Thursday, 27 October 2016

Testament (Jack Howard #9)

by David Gibbins

Action & Adventure

ASIN B01C652QLC  ISBN-13 978-1472230171
Publisher Headline
Pages 432

My Review

I've read plenty of these 'action and adventure' type novels and I can only praise David Gibbins for the huge amount of research he must have put into producing this piece of work. Top marks in that respect.

However, I found the plot a bit too 'wordy' and not quite enough action in parts. Maybe that's just me being a little too pernickerty having read authors such as Scott Mariani and Andy McDermott. On a positive note, I particularly enjoyed the inclusion of Bletchley Park during the war years and Alan Turing's cameo. On the whole an enjoyable, if not overly long, read.

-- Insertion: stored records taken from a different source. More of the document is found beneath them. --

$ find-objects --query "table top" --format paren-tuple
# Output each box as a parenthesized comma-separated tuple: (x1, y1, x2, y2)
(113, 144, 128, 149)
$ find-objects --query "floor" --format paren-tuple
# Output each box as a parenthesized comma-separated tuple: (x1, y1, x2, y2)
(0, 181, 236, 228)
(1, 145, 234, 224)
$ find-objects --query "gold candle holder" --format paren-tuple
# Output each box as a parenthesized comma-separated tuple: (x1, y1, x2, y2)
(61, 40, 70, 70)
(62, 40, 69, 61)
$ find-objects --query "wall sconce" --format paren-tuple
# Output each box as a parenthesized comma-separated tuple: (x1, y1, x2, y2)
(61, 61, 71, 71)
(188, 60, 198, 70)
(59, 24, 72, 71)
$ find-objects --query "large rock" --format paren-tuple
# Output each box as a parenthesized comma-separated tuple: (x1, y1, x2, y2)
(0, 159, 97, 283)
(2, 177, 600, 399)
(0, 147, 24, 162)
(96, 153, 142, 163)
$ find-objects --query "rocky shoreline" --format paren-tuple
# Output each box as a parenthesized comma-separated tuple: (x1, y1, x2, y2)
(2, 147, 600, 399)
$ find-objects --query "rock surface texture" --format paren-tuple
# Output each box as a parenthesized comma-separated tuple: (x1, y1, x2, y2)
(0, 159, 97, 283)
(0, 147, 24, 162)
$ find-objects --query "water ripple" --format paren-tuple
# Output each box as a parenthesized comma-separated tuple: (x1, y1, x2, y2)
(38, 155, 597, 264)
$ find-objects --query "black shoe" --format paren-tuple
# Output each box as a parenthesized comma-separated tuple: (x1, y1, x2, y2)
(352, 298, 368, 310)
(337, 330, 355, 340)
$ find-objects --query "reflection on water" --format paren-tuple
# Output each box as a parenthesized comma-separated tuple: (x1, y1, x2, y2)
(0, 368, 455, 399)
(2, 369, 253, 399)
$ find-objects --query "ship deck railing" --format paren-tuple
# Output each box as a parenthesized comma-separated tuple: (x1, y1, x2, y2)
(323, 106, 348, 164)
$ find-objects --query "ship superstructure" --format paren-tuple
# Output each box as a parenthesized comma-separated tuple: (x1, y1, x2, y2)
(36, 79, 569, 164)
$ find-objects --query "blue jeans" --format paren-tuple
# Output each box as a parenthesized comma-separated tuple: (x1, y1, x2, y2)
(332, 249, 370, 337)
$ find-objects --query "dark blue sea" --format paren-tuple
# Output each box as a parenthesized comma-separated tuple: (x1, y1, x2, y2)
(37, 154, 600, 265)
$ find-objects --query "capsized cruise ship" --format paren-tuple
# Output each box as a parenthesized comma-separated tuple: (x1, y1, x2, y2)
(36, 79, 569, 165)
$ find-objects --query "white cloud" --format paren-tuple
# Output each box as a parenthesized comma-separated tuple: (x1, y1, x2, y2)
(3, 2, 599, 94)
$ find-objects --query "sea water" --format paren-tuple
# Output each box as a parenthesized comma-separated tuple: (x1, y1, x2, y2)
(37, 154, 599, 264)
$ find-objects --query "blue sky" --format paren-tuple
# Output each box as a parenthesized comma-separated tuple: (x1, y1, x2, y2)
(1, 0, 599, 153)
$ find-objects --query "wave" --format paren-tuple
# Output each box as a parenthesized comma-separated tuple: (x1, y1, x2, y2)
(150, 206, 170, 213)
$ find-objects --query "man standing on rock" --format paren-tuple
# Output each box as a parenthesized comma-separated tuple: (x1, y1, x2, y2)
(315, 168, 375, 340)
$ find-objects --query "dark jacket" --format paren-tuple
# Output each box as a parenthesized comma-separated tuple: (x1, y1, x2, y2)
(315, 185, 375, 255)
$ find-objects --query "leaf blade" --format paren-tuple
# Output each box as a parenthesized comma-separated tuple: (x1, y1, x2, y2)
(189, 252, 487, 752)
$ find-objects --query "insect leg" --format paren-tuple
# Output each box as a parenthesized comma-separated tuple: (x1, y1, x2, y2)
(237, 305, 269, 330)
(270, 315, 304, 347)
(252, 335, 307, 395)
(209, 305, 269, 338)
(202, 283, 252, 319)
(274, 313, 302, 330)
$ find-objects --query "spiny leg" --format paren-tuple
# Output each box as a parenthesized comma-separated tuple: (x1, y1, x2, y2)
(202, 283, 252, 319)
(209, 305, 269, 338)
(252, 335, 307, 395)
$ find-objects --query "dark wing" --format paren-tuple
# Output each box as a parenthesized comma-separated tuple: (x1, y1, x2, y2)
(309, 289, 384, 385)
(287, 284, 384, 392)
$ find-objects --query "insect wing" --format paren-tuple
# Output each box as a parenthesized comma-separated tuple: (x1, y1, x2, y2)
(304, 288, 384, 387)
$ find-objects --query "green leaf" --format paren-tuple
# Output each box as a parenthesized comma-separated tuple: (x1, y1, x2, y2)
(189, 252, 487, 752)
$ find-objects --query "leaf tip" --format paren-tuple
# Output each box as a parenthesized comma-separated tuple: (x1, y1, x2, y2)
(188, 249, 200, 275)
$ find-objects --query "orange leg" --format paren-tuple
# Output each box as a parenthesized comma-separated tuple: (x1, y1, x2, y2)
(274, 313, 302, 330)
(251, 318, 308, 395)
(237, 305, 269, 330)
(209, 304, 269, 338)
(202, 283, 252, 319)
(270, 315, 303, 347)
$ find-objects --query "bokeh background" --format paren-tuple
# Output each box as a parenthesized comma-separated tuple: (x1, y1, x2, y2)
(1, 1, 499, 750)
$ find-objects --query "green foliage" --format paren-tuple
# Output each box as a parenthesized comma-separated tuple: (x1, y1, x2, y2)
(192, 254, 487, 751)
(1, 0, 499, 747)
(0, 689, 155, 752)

*I received an Advance Reader Copy. My thanks to David Gibbins, NetGalley and Headline.

Rating 💗💗💗 

Purchase Links 


The Blurb

585 BC 

The ancient world is in meltdown. In desperation the priests of the Temple look to the greatest navigators ever known to save their treasures. On a far distant shore, after a voyage more astonishing than any ever undertaken before, a Phoenician named Hanno flees for his life from a terrifying enemy, the place the prophets called the Chariot of the Gods…

1943

In the darkest days of the Second World War, Allied codebreakers play a game of life and death. For some, the stakes are even higher, a top-secret exchange of deadly materials between the Nazis and the Japanese that must be stopped at all costs. Yet even they know nothing of the ancient artifact hidden on board a ship whose fate they have just sealed…

Present-day

Marine archaeologist Jack Howard and his friend Costas undertake one of the most perilous dives of their lives, hunting for Nazi gold. What they glimpse there, before a cataclysm that nearly destroys them, sets Jack on one of the most extraordinary trails he has ever followed—to a Phoenician shipwreck off England, to a WWII codebreaker with an amazing story to tell, to the ruins of ancient Carthage. He pieces together the truth of one of the greatest ancient voyages of discovery, one whose true purpose he could scarcely have imagined.